401K Overview: An Intro Guide to 401K Basics

A 401K Basics Overview

Pension plans are disappearing, and very few employees who have just entered the workforce will ever see one (consider yourself lucky if you have one). I have my doubts about the ‘danger’ that Social Security is in, but I would not put it past Congress to make significant cuts.

Assuming that it is all propaganda and Social Security will mean the same to you later in life as it does to today’s retirees, you still cannot count on it as your only source of income in your later years (at most it probably will only cover about 25% of the income that you will need). That means that the lion’s share of your retirement funds are going to come from your 401K (Roth 401K or pre-tax) and personal IRAs. We’ll stick to 401Ks for this post.

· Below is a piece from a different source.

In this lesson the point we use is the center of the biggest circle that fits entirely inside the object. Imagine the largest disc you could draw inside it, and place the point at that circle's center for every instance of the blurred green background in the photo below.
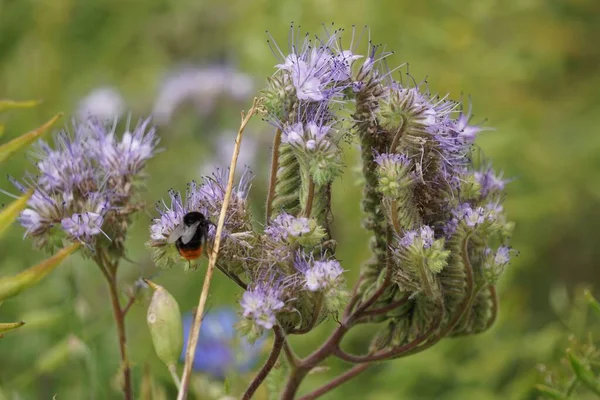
(532, 68)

Hopefully you have all enrolled in your employer sponsored 401K plan. If you haven’t, jump on it. Below, you will find a top 5 list of why you should be plugging away into your 401K.

401K overview

The Benefits of Saving in a 401K

1. Free Money:

How can you turn down free money? Most employers will sponsor 50% or even 100% of your contributions on up to a certain amount. You might as well forget about any mutual fund or stock getting you an average return of 50 or 100% in the market over the long-term, but your employer is willing to give it to you at no risk as a benefit. If you can afford it, the default should be to at least get the 401K match max that your employer is willing to give you.

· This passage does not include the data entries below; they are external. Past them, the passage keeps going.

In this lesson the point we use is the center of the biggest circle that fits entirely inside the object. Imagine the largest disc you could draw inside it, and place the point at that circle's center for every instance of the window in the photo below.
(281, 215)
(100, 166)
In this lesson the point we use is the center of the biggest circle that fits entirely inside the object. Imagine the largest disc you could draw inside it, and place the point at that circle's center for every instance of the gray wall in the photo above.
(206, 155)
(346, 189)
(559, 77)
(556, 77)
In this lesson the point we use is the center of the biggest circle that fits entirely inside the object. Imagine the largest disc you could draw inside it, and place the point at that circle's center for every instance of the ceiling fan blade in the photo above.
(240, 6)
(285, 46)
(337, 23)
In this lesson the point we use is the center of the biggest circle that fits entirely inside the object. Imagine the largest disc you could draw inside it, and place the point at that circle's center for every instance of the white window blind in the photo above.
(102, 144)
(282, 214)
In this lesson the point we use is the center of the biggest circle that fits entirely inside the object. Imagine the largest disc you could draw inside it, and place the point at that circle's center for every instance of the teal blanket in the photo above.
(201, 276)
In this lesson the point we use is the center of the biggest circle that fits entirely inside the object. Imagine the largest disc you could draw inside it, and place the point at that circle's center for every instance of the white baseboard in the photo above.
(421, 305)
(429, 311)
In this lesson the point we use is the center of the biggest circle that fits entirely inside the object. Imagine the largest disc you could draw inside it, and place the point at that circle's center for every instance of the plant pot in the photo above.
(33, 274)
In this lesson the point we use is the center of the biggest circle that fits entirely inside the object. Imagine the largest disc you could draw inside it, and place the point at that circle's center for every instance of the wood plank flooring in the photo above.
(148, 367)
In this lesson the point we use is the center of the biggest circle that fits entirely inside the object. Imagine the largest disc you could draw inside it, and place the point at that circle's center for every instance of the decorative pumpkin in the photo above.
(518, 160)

As luck would have it, my employer was matching 50% of what I contributed on up to the maximum 401K contribution of $23,000 in 2024. That means, they are giving me half of that amount for my retirement. For free. I’d be crazy to turn that down!

2. Assume the Worst

OK, let’s assume that Social Security won’t be there for you when you retire. Experts say that you’ll want to replace at least 80% of your income in retirement. But, who wants a lower standard of living in retirement, right? Live it up, you’ll want at least 100% of your income in retirement.

3. Lower your Taxes

Assuming you are investing in a pre-tax 401K (vs. a Roth 401K), you are lowering the income you will be taxed on at the end of the year by the amount that you are putting in your 401K. There is debate as to whether you are better off investing in a pre-tax or a post-tax Roth (which you don’t pay taxes on in retirement), but I am personally investing in a pre-tax because I figure that my expenses right now in life are higher (think mortgage, education, etc.) than they will be in retirement and I’d rather be taxed at a higher rate in retirement than now.

4. Set it and Forget it

You adjust to what you have. If you never see that money in your bank account, you really don’t miss it. REALLY. It’s taken out every time, it becomes routine, and there’s nothing you can do about it but adjust.

5. Compound Interest

The biggest mistake you can ever make when it comes to finance at a young age is think that you can fore-go saving now because you think you’ll have more money later in life. You won’t. You’ll move into a bigger house, want nicer cars, churn out a few pups, and maybe go through a divorce or five. Save now, while you can and let your money go to work. Compound interest is the most powerful financial weapon in the world. Let your money work for you early and often so that you don’t work yourself into the ground when you should be living it up in retirement.

Are you enrolled in your employer’s 401K? How much are you contributing?